Kile is similar to HTML editors, like Nvu or Bluefish. It shows the code to the user, which works both ways: it's useful to advanced LaTeX writers and can teach the newbies the basics of text processing. On the other hand, it adds clutter to the screen.


Creating formatted documents with Kile takes a bit of an effort. You will first have to build and compile the LaTeX file before being able to process it, say to PDF. You have the Log and Messages pane underneath the document windows to tell you about your progress.

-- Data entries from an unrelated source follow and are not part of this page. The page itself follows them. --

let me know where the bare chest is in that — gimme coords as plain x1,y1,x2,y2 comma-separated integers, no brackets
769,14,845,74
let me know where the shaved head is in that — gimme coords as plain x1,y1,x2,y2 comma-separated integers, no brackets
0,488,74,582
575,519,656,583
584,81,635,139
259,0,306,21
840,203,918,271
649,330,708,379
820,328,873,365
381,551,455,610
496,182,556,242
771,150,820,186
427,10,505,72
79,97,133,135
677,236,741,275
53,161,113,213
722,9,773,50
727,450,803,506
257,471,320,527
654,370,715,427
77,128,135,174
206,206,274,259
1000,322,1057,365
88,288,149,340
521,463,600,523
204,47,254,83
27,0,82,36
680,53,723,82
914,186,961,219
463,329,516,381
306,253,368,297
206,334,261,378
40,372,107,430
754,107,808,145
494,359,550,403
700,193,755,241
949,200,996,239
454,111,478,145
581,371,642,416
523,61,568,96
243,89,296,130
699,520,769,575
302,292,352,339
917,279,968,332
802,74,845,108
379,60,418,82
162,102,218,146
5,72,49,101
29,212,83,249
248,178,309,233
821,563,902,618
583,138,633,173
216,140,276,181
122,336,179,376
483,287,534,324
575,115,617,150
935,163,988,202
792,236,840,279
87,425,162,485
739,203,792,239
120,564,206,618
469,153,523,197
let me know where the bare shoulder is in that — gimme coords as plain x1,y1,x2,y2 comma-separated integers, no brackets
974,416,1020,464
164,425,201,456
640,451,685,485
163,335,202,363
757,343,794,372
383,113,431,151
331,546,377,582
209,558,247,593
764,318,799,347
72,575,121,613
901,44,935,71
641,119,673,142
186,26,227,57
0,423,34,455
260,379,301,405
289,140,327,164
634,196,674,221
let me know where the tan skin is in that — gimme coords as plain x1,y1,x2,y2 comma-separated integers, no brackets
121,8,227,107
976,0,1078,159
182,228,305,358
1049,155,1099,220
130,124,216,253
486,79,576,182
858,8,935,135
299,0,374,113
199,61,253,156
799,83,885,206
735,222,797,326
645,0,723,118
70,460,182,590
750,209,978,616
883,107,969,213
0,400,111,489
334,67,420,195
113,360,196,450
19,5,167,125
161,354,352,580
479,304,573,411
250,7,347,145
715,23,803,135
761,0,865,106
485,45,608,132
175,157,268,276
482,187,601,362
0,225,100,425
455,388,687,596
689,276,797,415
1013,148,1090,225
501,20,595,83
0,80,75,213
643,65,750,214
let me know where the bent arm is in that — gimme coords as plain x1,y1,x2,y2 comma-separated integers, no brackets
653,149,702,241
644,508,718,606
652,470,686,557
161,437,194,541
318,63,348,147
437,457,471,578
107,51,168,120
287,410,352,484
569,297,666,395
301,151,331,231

Once you get to Done!, you can create final documents, with their superb good looks. For example, our document, the way it looks in Okular:

PDF rendered

Comparison to LyX

Well, both take approximately the same space on the disk (approx. 300MB). Kile is easier to install; marking a single package will solve all the missing dependencies. LyX requires additional packages to be installed manually. On the other hand, LyX runs on Windows, too.

Kile looks better, with a sharp modern look. However, the unavoidable KDE clutter can frighten new users. The more spartan LyX looks work in its favor, as it feels easier to master. While both offer similar functionality, getting around LyX is simpler and faster.

LyX also hides the code from the user, sparing him the details of text processing. Creating documents with LyX is also easier. A single click is needed, whereas Kile requires build and compilation first.

Overall, I think LyX is a more mature product, especially since it can be also used on Windows and is easier to use.


Working with Kile is a pleasure. It's not the simplest application, but it is powerful, flexible and useful. It is also well made, good looking and stable. It's a bit more difficult than LyX to master, but nothing critical.

Alas, there is no Windows version, which is a shame. Hopefully, that will change. Enjoy your new toy. Writing impressive documents is the goal of every writer and now, you have one more reason to be successful about it - and have fun along the way.